Jocelyn’s practice organises CPD workshops on-site so that vet mums do not have to travel overnight to attend workshops, easing the burden of finding childcare and managing young children’s needs. CPD is considered a priority to keep staff’s confidence and skills up, and to increase the business’s capacity.
“We manage our clinic so that it is infrequent for anyone to stay late, and if they do, it is because they are rostered on-call. That means certainty for their routines regarding care of children,” Jocelyn explains. “Time management is of the essence, and the ability to pass a case on to another vet with trust and confidence is essential – hence outstanding medical records and a quick chat with the next vet works well. Collaboration is the way we get great things done.”
Returning to work
Jocelyn has some advice for those looking to return to work after maternity leave but lacking in confidence: “One of our returning vet mums is doing a ‘return to work’ online course here in Australia through the Australian Veterinary Association. Another of our vet mums completed a practical weekend held in Perth.

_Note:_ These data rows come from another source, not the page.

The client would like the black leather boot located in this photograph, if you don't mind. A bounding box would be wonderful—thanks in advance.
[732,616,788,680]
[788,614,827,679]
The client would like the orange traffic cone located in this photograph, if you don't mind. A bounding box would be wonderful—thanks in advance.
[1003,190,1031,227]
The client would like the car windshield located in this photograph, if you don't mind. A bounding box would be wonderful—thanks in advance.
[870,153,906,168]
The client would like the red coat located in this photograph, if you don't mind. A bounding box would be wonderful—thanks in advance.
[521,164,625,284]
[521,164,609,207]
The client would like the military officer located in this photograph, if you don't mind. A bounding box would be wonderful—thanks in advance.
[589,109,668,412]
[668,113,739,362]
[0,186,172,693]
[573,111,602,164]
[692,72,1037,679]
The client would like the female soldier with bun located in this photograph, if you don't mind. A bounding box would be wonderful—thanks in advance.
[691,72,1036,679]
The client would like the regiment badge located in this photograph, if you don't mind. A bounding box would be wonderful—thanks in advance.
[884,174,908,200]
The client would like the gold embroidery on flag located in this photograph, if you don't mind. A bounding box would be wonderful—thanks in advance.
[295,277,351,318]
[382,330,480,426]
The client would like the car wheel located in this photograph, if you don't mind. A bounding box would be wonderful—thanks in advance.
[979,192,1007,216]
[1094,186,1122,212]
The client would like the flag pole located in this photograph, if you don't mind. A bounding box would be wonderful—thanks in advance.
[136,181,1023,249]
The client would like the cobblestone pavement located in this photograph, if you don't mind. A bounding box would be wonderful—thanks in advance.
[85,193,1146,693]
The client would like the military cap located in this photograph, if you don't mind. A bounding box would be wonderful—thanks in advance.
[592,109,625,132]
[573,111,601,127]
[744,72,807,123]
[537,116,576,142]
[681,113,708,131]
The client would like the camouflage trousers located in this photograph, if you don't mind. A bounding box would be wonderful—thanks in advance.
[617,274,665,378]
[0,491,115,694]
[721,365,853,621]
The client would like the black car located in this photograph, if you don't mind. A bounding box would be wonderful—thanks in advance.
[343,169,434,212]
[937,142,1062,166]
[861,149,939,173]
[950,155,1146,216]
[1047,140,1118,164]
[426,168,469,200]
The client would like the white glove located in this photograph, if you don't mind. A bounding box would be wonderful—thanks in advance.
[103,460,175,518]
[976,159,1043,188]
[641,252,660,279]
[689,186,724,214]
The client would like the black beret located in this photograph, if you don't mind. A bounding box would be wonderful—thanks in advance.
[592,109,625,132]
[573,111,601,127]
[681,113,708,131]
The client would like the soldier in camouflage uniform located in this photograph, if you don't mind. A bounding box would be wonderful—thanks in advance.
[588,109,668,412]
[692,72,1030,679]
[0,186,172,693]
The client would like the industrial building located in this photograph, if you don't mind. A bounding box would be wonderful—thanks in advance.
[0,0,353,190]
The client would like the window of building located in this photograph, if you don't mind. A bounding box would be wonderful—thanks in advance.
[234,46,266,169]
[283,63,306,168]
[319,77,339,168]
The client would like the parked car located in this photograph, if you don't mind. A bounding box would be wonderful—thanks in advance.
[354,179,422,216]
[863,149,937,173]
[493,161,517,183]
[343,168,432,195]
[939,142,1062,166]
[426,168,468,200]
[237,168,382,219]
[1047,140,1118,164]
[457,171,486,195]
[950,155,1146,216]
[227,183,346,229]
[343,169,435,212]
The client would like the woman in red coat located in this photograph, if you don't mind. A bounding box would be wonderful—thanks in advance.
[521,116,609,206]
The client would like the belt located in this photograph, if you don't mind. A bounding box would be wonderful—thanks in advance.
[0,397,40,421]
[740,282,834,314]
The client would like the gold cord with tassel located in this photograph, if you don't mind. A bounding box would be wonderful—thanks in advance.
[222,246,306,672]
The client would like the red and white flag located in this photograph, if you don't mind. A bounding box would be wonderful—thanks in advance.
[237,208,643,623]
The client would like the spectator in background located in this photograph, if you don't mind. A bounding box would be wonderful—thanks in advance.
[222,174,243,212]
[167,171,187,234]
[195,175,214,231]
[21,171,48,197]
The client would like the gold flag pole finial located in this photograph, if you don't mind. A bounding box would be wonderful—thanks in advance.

“Because of the COVID-19 pandemic, there are now so many more online courses, and vet mums can often catch up on their continuing education using that medium. It’s so much more accessible for a vet mum than travelling to conferences and workshops with children.”
She recommends being proactive and looking at the social media of local practices to check out whether the culture will be a good fit, then asking about the possibilities of working a day, or half a day, to catch up and get back into the swing of practice again.
“Always remember that you are amazing,” she urges, “and that any clinic would be proud to have you work with them. There are some fantastic mentors and coaches in this space. Follow them, listen to them and read their words. Join their groups and do their courses.
“I have met some amazing women on my journey who are also working to help vet mums get back into veterinary clinics.”
Jocelyn has been inspired by her partner’s words: “Don’t do the same as everyone else.” She finds this particularly relevant at the moment. “We must change, and I want to support employers to provide great workplaces for many more vets. We cannot keep doing the same thing repeatedly and expect different results. It’s not working, we know it’s not working, so start changing now.”